La vicenda del Partito Democratico di questi ultimi anni si è sviluppata seguendo questo canovaccio. Spesso si è preferito raccontare le storie personali dei singoli protagonisti, quasi si guardasse una soap opera alla Beautiful, piuttosto che spiegare le idee ed i progetti per il Paese. La leadership si è sostituita alle idee. Donne e uomini impegnati in politica hanno perso progressivamente la propria autonomia ed il rapporto con i cittadini, preferendo schierarsi con il leader carismatico di turno, alla ricerca di una posizione di potere personale. Dalla discussione sui contenuti e sulla capacità di decidere ed incidere sulle sorti del Paese, si è arrivati ai commenti e alle discussioni da bar dello sport, dove ci si divide a priori fra romanisti e juventini e dove vale praticamente tutto e nulla deve essere comprovato da fatti e risultati oggettivi.

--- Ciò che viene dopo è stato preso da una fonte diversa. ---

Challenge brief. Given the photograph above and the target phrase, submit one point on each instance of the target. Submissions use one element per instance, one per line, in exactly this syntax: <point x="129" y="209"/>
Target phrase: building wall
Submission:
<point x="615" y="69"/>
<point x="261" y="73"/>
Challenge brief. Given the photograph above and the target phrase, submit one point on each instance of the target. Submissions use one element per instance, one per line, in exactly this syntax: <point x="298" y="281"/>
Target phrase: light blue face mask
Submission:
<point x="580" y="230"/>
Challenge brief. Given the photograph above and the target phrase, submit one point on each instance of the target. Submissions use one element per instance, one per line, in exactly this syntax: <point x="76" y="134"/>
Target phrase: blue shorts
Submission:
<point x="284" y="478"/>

Per questa ragione la scelta dei metodi e dei toni utilizzati da Matteo Renzi, per quanto appaiano lontani anni luce dal vecchio modello di partito di centrosinistra del nostro Paese, rappresentano ciò di cui ha bisogno la politica italiana. Bisogna uscire dallo stallo della Seconda Repubblica. Matteo Renzi è consapevole di come sia necessario decidere rapidamente. Primo perchè ne ha bisogno l’Italia e secondo perchè l’orizzonte di un uomo politico non può essere infinito, ma dovrebbe durare al massimo lo spazio di un decennio, come avviene nelle altre democrazie occidentali. Le vite politiche infinite di certe figure della politica nostrana di destra e di sinistra sono incomprensibili per un francese o un americano e dovrebbero provocarci imbarazzo ed indignazione. Nelle democrazie occidentali dopo dieci anni di leadership nazionale, i politici concludono il proprio impegno politico e si occupano di altro. Succede indipendentemente dai risultati politici che hanno raggiunto. I cicli si aprono e si chiudono. L’alternanza politica è il frutto di questi cicli, che pur basandosi sulla leadership personale di uomini e donne, rimangono ancorati alle idee e ai valori dei partiti storici che animano la vita politica.

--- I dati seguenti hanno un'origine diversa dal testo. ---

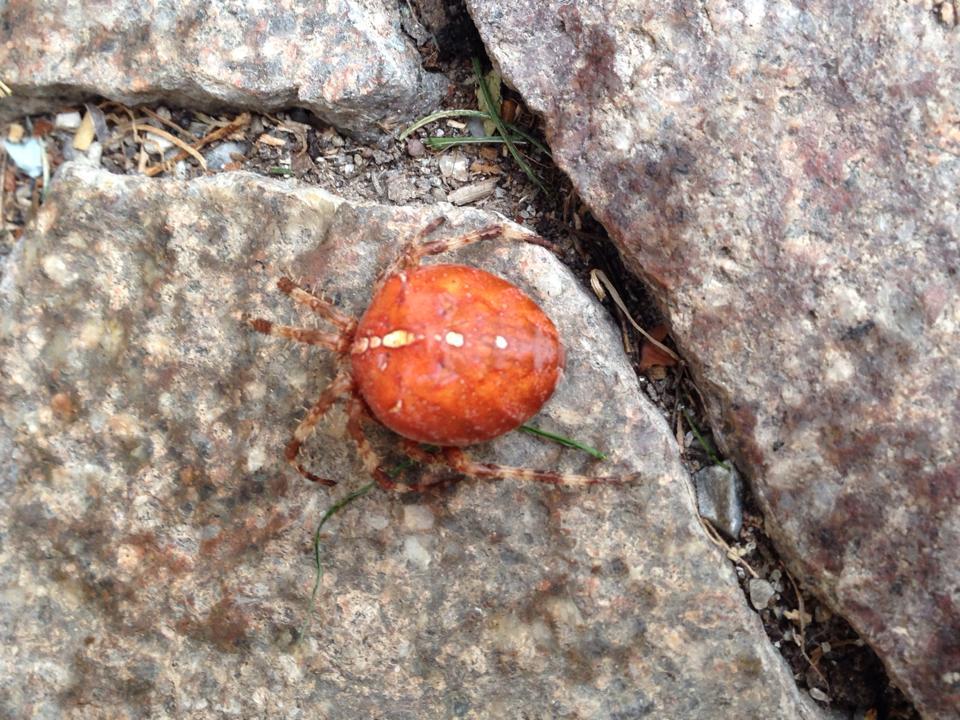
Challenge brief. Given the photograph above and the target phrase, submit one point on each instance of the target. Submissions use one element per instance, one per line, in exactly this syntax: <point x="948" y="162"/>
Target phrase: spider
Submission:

Per questo motivo, più di ogni altro, la sfida politica di Renzi sulle riforme rappresenta oggi l’ultimo tentativo per la politica italiana di sopravvivere al vento del populismo e dell’astensionismo. Chi critica questo tentativo per partito preso, accusando il segretario di incoerenza o peggio ancora di intelligence con il nemico, mentre è in carica un governo di larghe intese resosi necessario proprio a causa dell’inadeguatezza del sistema elettorale, rischia di fare un esercizio da bar dello sport. Rischia cioè di anteporre le proprie legittime opinioni personali all’interesse del Paese. Uno di quegli errori che hanno portato il Partito Democratico degli ultimi anni a parlare più di se stesso che dei problemi del Paese.

Quei parlamentari del Pd che nei prossimi giorni si dovessero assumere la responsabilità di cambiare con il proprio voto in Parlamento quanto deciso dalla direzione nazionale del partito, avranno almeno il merito di contribuire finalmente a fare chiarezza su chi fossero i famosi 101 giustizieri di Romano Prodi. Quelli che decisero che la loro opinione da bar dello sport fosse più importante di quella espressa dall’allora segretario del partito Pierluigi Bersani. Se quella storia vergognosa dovesse ripetersi, davvero il Pd rischierebbe di finire in farsa.